In a world where data grows at an unprecedented rate and where technology is constantly being improved and reimagined, companies find themselves with an overwhelming amount of data kept (or, rather, lost) in multiple sources.
This situation commonly leads to countless wasted hours looking for or wrangling data, pervasive poor data quality, inaccurate or incomplete reporting and lack of compliance.
The lack of visibility into the movement of data across the data supply chain can be overwhelming. The idea of capturing data lineage sounds like a good resolution to a multitude of issues, but many will find it’s much easier said than done.
Before undertaking a data lineage initiative in your organization, it’s important to address key questions.
What use cases support the need for data lineage?
Without determining why data lineage is needed, it’s hard to determine where to start — and more importantly — where to stop. In most environments, there’s not enough time or money to map your entire landscape with a detailed level of granularity, so choices need to be made and agreed upon.
Organizational decisions are typically based upon internal reporting and other analysis utilizing data. But one small change in an application or source system has the potential to dramatically impact a report and the decisions based on the information.
Source-to-target mappings used in capturing data lineage quickly illustrate how one change may affect (or impact) upstream or downstream systems. Without data lineage already in place, the effort for this impact analysis could take countless hours and and not be fully comprehensive.
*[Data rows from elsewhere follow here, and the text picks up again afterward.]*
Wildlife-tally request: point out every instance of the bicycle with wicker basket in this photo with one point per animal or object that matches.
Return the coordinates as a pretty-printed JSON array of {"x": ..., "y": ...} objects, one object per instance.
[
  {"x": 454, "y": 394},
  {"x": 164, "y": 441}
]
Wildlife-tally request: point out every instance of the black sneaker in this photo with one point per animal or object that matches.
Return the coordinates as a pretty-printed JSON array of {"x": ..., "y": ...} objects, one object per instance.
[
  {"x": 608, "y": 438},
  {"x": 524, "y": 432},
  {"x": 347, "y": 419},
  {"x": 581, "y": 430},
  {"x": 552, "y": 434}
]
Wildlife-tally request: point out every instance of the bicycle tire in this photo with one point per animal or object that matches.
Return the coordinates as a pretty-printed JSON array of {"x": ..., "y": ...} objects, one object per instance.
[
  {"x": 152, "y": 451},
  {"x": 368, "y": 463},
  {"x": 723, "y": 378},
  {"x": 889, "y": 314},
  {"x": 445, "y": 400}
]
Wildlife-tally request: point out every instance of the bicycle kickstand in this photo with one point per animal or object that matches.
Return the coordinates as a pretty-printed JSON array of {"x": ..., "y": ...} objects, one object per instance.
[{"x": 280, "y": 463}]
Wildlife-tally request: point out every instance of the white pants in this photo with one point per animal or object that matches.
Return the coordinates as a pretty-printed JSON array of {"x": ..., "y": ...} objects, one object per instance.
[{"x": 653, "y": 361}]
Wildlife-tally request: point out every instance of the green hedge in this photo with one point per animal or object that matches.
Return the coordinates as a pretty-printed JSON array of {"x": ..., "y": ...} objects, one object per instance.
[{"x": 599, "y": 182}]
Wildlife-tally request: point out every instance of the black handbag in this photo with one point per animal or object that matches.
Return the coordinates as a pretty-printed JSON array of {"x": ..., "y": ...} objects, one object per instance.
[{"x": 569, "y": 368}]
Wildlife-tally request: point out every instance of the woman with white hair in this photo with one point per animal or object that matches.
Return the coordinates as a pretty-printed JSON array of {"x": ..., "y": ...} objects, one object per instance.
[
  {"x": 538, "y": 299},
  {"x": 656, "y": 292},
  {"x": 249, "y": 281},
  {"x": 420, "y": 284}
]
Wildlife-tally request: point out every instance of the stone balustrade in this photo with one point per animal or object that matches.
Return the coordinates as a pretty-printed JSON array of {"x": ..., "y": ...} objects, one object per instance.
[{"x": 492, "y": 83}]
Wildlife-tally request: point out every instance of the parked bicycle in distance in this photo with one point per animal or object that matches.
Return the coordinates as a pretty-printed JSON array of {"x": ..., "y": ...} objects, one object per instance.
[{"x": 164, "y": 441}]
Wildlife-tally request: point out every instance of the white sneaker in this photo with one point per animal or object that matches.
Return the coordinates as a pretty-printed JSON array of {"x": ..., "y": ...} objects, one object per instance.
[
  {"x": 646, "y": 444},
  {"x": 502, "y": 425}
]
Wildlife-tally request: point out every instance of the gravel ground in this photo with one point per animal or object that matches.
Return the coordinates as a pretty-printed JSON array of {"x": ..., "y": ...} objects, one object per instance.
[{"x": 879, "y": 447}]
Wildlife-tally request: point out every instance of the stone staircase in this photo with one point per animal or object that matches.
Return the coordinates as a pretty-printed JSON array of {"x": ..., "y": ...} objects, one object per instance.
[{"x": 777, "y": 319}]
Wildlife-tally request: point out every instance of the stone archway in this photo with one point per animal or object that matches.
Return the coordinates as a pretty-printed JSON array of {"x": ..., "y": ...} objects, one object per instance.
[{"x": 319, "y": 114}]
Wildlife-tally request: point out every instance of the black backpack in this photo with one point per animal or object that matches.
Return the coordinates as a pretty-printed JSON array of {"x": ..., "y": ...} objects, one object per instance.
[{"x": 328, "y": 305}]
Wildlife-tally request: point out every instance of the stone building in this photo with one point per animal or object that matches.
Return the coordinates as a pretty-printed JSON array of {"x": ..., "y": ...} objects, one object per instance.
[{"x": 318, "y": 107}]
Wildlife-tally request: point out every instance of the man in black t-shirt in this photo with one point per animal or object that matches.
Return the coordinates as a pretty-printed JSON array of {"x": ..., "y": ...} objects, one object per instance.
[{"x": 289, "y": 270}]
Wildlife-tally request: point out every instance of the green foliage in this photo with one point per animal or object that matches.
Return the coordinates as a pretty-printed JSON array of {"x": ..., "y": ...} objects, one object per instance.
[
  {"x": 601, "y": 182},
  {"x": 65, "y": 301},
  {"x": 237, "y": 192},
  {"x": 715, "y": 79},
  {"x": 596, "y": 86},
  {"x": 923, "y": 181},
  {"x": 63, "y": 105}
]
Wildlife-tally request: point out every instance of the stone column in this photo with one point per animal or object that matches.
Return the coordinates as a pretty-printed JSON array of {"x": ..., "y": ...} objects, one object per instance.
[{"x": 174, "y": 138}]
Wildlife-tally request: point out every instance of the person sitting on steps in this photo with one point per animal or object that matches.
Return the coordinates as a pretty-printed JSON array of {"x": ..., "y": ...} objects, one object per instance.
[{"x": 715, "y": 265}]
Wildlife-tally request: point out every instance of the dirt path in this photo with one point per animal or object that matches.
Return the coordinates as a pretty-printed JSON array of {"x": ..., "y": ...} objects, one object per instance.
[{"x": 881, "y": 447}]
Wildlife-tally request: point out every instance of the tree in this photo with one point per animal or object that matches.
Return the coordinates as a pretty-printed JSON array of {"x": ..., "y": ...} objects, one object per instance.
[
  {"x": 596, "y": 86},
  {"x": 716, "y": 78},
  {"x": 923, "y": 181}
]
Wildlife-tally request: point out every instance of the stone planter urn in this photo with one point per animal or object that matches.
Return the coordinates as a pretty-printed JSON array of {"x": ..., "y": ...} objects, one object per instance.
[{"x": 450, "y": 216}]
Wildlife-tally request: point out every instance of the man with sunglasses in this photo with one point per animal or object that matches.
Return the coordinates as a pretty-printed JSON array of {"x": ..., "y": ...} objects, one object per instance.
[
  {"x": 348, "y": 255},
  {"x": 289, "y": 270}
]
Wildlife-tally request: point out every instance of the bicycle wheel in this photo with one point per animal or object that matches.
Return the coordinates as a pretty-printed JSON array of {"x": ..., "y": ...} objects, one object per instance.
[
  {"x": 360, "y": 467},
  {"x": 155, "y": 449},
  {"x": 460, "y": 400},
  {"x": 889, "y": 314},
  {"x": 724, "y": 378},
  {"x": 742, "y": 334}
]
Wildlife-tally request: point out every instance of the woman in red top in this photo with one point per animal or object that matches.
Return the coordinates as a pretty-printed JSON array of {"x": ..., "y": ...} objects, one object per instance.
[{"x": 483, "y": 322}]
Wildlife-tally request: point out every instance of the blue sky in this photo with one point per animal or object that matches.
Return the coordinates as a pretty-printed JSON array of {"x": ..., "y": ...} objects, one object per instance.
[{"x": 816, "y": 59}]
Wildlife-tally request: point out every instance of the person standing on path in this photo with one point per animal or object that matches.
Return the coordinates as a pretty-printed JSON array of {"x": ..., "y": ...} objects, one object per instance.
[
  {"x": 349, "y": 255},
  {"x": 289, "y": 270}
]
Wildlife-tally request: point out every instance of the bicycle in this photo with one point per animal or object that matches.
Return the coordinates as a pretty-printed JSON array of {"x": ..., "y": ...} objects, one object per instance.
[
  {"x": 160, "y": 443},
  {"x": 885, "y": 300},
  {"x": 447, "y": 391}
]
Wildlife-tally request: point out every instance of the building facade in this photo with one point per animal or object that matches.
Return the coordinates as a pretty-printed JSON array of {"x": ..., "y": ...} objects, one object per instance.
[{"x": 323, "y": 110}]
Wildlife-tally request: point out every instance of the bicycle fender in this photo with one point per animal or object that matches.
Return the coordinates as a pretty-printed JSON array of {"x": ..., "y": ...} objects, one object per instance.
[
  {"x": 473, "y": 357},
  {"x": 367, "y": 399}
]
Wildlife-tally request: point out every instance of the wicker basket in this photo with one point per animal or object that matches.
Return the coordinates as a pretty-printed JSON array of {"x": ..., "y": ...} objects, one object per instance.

Any time data moves, there’s the opportunity for it to become distorted in some way. This is why it’s important to understand how and where data migrates.
Ensuring the quality of data is also of the utmost importance when basing decisions off of data. If the data isn’t accurate, the decisions aren’t well-informed. However, when thinking about the many places data may move, it begs the question: At what point do you measure data quality?
If it’s measured at the beginning of the data lifecycle, there’s no guarantee the end result will be high-quality. But if the quality is measured at the end, how can you be sure the data was high-quality in the first place?
Any time data moves, there’s the opportunity for it to become distorted in some way. This is why it’s important to understand how and where data migrates to be able to assess its quality throughout the entire data lifecycle.
With major privacy regulations in place and new ones on the horizon, it becomes increasingly important to understand where data is and how it got there. With the GDPR and the CCPA, consumers have the right to know what data is being held about them, where their data is and a right for their personal data to be “forgotten” or deleted.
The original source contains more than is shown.